Initially, the patient's low body temperature of 31 degrees Celsius was the biggest problem. "If it had been any colder at night, he probably wouldn't have survived," says PD Dr. Kilian Reising, Senior Consultant at the Clinic for Orthopaedics and Trauma Surgery. This also made it more difficult to treat the patient. This is because blood clotting no longer functions properly at such a low body temperature. Under these circumstances, an operation would have been life-threatening. For this reason, the doctors initially raised the body temperature slowly.
While it became clear over the following days that the internal injuries did not require surgery, the vertebral fractures absolutely had to be stabilized. The connecting element of the second cervical vertebra, on which the first vertebra rests, had broken off and shifted. If the displaced vertebra presses on the spinal cord, this can lead to paraplegia. In the event of such a fracture, several vertebrae and the head are usually screwed together from the back. "This provides the necessary stability, but the patient can never fully turn his head again. We didn't want to do that to the young man, so we looked for alternative solutions," explains trauma surgeon Dr. Reising.
Complex operations for a better quality of life
The doctors decided on a different approach. They opened the neck from the front at the level of the larynx, pushed the trachea and oesophagus to one side and the large neck vessels to the other. They then fixed the broken part of the vertebra with a screw about four centimetres long. However, a few days later it became apparent that the screw was not stabilizing the vertebra permanently. The doctors therefore looked for a new approach, still hoping to preserve the young patient's mobility.
Professor Dr. Dr. Rainer Schmelzeisen, Medical Director of the Department of Oral and Maxillofacial Surgery at the Freiburg University Medical Center, and Professor Dr. Norbert Südkamp, Director of the Department of Orthopaedics and Trauma Surgery at the Freiburg University Medical Center, suggested accessing the spine through the mouth behind the soft palate: a technique that is very rarely performed worldwide. The cervical spine and the fractured second cervical vertebra are located just below the base of the skull and immediately behind the back wall of the throat. It represents the most posterior area of the pharynx. "The advantage of this operation is that the anterior area of the cervical spine, and in particular the vertebrae immediately below the skull, can be seen directly. Anatomical stabilization is particularly easy via this approach," says Prof. Schmelzeisen.

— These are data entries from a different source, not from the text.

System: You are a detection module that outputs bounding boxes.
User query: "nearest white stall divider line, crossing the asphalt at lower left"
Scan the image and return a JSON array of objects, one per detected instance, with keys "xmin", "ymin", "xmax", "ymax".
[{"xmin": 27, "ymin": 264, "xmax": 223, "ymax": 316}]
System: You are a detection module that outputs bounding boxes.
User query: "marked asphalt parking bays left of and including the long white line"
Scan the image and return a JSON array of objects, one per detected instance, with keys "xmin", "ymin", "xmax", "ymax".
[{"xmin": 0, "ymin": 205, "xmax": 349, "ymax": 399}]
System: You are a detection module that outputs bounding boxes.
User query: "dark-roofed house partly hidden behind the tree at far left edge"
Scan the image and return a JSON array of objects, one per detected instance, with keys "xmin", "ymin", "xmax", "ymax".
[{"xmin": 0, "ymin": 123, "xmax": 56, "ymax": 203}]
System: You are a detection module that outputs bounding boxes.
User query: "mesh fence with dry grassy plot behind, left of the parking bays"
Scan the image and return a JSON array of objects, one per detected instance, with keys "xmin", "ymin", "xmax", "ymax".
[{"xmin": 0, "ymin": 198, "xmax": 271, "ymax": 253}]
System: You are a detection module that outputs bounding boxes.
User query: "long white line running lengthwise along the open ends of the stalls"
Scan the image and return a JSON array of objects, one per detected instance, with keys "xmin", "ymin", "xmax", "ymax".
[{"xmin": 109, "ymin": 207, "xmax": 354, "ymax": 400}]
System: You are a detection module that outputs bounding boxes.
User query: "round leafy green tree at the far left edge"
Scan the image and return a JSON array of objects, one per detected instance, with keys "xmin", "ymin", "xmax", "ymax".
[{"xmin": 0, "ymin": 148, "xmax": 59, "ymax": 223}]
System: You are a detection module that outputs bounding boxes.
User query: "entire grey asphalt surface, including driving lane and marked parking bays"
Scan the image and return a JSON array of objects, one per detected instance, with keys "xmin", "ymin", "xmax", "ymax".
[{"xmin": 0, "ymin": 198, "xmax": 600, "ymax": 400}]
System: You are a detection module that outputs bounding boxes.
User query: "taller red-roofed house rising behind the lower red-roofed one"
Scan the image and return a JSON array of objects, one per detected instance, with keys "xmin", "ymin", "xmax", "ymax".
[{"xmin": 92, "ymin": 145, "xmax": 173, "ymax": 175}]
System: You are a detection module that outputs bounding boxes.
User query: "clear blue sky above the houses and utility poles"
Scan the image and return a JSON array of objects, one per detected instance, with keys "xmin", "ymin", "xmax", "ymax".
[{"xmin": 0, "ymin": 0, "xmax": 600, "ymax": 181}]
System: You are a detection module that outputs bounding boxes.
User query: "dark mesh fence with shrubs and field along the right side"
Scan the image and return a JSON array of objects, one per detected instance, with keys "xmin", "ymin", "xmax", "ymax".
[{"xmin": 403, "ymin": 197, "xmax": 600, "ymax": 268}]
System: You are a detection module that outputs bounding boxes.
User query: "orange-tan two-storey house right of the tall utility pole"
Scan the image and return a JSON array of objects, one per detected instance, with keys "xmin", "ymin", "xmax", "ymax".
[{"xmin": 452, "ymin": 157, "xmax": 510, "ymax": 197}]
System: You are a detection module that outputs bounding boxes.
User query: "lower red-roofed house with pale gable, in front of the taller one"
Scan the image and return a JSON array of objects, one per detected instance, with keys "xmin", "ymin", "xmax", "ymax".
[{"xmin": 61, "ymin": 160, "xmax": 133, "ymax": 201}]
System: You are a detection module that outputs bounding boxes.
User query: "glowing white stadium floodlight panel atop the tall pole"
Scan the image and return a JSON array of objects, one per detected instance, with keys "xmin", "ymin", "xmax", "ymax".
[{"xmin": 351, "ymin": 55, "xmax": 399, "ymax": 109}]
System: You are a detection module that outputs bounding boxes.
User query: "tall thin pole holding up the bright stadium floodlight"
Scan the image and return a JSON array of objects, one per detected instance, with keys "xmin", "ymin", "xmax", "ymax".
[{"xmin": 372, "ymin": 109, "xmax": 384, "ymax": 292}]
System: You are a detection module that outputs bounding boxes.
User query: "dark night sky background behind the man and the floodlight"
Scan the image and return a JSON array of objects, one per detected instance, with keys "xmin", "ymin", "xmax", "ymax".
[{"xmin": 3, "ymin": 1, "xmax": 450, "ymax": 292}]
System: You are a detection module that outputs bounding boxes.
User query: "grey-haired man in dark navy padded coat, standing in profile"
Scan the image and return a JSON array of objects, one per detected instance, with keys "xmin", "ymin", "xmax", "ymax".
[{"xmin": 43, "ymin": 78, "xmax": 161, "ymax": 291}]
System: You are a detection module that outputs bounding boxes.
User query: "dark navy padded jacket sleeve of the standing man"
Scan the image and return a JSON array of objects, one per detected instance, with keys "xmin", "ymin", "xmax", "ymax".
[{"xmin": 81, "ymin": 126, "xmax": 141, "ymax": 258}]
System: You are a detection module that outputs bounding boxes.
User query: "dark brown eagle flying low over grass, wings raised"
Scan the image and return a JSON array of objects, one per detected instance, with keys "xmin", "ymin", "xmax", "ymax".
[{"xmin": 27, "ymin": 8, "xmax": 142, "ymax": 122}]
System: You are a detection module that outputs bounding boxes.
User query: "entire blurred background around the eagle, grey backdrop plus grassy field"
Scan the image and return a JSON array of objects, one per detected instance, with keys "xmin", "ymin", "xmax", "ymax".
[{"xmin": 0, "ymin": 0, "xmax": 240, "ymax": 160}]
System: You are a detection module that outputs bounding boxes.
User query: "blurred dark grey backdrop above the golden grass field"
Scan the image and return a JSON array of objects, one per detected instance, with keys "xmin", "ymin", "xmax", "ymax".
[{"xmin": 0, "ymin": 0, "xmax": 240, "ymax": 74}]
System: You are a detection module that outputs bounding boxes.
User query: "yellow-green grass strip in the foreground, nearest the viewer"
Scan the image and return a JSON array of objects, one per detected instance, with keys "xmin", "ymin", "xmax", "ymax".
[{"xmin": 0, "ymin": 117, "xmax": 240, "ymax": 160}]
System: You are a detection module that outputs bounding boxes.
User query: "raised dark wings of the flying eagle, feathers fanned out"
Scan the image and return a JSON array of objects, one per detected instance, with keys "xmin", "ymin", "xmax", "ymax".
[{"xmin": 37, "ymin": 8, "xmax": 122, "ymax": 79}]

The oral surgeon is one of the few people in the world who has performed such an operation twice in his life. The fact that the actual surgical site is very far away from the mouth opening caused difficulties. Many surgical instruments are not actually long enough for working "in depth". But with headlamps, a plate from wrist surgery, which was actually developed for stabilizing fractures of the radius, and a great deal of effort, the doctors took their chance.
Using a fine thread, the soft palate with the uvula was first moved forward and to the side to reveal the back wall of the throat. Prof. Schmelzeisen made an approximately six-centimetre-long incision through the mucous membrane and muscles of the pharynx to expose the connective tissue fascia layer in front of the spinal column. After he had also incised this, the bony surface of the vertebrae appeared. Through careful dissection, Prof. Schmelzeisen succeeded in avoiding injury to vital vessels such as the internal cerebral artery running laterally on both sides.
During the operation, a navigation device was used to determine the surgeon's position. The patient's computer tomography X-ray data is available during the operation. The tip of certain instruments can be identified during the operation using an infrared camera, allowing the surgeon to determine the exact position even when visibility is restricted. The surgical result can then be checked through an endoscope using fiber optics and is transmitted to a large screen in the operating theatre during the operation.
"The fractured vertebra was clearly visible. Once we had exposed it, the trauma surgeons were able to fix it," says Prof. Schmelzeisen. The T-shaped metal plate was attached to the vertebra with five screws. Finally, the posterior pharyngeal wall was sutured again. A good three weeks after the serious accident, the patient was able to leave the hospital with a very good health prognosis. "It is quite likely that the patient will make a full recovery," says Dr. Reising.